Huntley and Brinkley conveyed a strong chemistry, and a survey for NBC later found that viewers liked that the anchors talked to each other. In fact, aside from their sign-off, Huntley and Brinkley's only communication came when one anchor finished a story and handed off to the other by saying the other's name, a signal to an AT&T technician to switch the long-distance transmission lines from New York to Washington or vice versa.[11]
Ratings
By 1965, the program brought in more advertising revenue than any other on television.[14] On November 15 of that year, The Huntley–Brinkley Report became the first weekday network evening news program broadcast in color. The network's weekend programs, Saturday's Scherer-MacNeil Report and Sunday's Frank McGee Report, were also broadcast in color at that time.
The program's ratings slipped late in the decade as CBS's Walter Cronkite gained fame for his coverage of the space program, a field in which neither Huntley nor Brinkley had much interest (although Huntley and Brinkley occasionally participated in space coverage, another NBC newsman, Frank McGee, was the prime anchor of NBC's space coverage). Some contemporary observers at NBC felt the program began to slip after a 1967 strike by members of AFTRA. Brinkley honored the picket lines but Huntley, who viewed himself as "a newsman, not a performer" did not, remaining at the anchor desk. This split puzzled viewers, who had come to admire them for their teamwork.
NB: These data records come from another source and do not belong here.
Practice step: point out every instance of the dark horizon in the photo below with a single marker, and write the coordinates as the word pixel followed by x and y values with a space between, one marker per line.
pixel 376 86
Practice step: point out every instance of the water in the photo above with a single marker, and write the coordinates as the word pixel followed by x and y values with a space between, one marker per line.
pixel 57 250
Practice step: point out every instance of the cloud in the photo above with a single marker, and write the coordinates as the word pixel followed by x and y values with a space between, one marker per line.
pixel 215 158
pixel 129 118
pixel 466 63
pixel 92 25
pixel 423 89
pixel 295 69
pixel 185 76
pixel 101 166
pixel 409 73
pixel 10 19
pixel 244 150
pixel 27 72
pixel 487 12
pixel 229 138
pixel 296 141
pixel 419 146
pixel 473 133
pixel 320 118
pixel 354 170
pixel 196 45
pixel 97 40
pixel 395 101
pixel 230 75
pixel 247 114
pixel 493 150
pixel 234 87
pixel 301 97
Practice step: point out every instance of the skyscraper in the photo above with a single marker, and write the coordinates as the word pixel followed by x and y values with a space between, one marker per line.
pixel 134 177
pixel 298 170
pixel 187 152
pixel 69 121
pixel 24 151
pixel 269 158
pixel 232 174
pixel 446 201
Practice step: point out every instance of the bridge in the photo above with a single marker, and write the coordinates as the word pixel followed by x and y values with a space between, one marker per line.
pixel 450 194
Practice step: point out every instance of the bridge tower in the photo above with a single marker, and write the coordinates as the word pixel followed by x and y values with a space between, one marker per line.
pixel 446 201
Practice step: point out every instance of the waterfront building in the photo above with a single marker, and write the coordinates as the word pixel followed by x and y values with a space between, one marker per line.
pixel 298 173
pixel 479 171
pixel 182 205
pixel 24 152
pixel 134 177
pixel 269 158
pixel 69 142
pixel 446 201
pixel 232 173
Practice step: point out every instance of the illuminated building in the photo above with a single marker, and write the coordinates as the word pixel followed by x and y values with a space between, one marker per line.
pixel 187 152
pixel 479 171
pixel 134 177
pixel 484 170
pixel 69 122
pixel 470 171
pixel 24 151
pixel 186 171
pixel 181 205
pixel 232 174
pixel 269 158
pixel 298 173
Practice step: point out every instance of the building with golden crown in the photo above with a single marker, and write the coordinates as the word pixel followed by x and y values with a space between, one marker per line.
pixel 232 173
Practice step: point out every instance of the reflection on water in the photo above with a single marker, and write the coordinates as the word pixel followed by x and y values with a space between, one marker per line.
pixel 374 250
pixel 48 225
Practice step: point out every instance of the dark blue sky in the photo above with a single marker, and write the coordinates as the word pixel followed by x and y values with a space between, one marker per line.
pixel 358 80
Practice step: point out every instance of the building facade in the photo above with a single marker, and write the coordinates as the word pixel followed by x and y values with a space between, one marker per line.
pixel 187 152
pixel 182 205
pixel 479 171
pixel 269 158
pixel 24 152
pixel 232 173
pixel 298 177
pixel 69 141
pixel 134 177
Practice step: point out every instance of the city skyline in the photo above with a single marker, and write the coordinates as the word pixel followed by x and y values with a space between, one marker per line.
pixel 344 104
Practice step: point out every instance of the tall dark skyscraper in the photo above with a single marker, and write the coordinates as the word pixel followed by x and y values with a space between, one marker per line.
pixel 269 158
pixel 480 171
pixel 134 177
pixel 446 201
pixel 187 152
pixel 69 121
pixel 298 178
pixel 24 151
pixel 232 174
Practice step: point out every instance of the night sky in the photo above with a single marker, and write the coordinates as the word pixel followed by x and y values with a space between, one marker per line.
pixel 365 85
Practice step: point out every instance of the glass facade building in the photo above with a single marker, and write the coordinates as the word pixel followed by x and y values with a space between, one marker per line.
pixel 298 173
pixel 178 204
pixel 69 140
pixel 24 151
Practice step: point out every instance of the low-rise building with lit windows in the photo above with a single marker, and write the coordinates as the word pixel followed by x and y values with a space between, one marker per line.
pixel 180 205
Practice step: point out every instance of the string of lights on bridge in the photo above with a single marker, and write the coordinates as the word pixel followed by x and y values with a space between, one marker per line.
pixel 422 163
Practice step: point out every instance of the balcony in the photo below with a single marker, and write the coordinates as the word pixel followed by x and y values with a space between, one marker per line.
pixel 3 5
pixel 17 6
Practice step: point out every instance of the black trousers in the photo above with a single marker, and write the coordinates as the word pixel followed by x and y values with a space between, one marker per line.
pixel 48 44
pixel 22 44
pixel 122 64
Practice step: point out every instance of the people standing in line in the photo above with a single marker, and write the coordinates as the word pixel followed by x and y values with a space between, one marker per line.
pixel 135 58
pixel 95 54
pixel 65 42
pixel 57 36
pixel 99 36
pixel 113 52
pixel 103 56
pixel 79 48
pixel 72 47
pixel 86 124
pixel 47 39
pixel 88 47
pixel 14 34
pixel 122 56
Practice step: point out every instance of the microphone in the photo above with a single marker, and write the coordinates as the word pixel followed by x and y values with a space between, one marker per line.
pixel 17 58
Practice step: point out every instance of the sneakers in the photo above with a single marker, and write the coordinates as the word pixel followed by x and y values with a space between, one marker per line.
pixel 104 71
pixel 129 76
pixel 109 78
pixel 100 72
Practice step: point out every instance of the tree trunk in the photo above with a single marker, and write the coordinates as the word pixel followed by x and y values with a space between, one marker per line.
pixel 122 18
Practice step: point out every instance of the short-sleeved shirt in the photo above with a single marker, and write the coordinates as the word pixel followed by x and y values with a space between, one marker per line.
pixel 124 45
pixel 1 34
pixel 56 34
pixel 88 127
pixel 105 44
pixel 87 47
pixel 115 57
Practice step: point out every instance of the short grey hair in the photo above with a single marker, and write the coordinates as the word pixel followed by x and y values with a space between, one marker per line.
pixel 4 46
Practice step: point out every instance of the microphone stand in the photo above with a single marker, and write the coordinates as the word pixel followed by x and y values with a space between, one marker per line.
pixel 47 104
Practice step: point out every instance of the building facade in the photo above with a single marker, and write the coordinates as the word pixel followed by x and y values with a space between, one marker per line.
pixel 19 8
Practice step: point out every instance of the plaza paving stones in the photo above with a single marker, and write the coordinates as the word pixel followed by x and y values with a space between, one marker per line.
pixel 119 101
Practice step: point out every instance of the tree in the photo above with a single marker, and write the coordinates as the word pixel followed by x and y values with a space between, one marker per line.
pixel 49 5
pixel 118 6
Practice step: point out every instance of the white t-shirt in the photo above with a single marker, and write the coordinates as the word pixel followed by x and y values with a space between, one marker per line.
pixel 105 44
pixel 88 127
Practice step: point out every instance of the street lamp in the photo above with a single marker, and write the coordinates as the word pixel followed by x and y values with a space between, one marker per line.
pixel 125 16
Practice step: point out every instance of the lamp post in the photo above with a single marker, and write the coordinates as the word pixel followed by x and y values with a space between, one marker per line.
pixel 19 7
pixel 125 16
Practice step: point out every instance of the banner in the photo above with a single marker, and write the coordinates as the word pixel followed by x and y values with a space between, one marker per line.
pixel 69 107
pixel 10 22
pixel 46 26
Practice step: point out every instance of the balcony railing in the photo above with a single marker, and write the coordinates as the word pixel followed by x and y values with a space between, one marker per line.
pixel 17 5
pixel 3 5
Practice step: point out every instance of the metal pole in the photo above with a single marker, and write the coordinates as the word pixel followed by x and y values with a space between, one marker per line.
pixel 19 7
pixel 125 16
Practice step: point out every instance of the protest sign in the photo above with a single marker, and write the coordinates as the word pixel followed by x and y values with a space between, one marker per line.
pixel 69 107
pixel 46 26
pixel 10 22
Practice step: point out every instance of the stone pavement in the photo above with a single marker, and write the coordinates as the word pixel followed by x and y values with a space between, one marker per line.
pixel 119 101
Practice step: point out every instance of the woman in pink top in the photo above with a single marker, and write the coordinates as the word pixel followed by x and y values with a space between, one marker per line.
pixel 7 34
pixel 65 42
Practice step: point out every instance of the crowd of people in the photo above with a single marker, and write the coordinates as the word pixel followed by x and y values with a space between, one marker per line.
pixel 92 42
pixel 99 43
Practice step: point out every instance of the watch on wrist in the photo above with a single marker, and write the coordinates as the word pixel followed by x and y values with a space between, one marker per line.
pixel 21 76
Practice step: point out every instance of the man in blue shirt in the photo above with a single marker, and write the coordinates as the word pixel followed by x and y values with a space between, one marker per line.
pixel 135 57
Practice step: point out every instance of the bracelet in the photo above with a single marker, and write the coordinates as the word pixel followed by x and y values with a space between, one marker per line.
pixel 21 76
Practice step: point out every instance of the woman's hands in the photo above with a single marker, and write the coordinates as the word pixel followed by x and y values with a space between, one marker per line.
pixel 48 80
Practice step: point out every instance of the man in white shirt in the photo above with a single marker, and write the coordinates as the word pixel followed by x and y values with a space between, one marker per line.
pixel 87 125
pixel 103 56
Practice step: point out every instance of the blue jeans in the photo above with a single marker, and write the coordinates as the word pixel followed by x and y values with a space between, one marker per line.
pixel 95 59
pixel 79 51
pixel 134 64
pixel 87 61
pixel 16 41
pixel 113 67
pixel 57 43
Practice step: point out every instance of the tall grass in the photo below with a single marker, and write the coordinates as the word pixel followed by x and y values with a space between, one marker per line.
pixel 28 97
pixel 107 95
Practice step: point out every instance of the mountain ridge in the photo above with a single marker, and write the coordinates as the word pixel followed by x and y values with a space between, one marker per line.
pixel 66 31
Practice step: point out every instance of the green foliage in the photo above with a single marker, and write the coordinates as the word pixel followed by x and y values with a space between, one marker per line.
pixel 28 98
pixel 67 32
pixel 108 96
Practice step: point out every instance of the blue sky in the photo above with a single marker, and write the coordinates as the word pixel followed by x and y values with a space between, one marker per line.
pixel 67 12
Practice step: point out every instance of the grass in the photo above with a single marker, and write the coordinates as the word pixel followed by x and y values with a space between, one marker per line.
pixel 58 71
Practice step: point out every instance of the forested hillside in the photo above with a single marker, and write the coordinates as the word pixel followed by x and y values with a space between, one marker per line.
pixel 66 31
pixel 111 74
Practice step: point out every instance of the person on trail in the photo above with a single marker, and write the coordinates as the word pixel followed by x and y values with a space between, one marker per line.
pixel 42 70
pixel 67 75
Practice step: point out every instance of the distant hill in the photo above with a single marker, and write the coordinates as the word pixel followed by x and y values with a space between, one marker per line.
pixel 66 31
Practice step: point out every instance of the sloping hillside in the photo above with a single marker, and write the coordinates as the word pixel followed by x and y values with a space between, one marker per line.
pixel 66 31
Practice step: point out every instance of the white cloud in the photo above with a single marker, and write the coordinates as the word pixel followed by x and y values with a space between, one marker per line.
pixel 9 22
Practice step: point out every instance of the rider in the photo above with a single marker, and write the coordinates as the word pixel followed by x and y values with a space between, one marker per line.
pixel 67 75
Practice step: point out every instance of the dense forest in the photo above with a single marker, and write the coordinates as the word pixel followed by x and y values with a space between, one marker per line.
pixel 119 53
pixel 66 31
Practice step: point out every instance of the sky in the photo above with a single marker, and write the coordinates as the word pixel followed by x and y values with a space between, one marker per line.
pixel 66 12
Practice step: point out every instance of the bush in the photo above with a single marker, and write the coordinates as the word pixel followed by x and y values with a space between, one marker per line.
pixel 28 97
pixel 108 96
Unbeknownst to most viewers, that relationship was fairly limited—Huntley and Brinkley operated from different cities and rarely met in person, except for live coverage of political conventions, election nights, or a few other events.
Saturday evening broadcasts
For most of its run, The Huntley–Brinkley Report aired only Monday through Friday, but in January 1969, the network expanded it to Saturday evenings, with Huntley and Brinkley working solo on alternating weeks, although sometimes, the other would be seen in a taped essay or commentary recorded on Friday. On July 19, 1969, during the Apollo 11 mission, both co-anchored live (Huntley and Brinkley were commentators during NBC's coverage of the historic Moon landing, again with McGee as anchor). After the Saturday edition failed to garner sufficient ratings to justify two anchors, veteran correspondent Frank McGee took over as anchor, with Sander Vanocur substituting, although the broadcast kept the HBR name. The Frank McGee Report, a documentary program not tied to the day's news, aired on Sundays in the time slot.
On February 16, 1970, NBC announced that Huntley would retire later that year. Huntley and Brinkley concluded their final newscast together on July 31, 1970.
Upon Huntley's retirement, the network renamed the program the NBC Nightly News. Huntley died in 1974. Brinkley worked as co-anchor or commentator on Nightly News until 1981 when he departed for ABC News and its new weekly Sunday morning news program This Week. He died in 2003.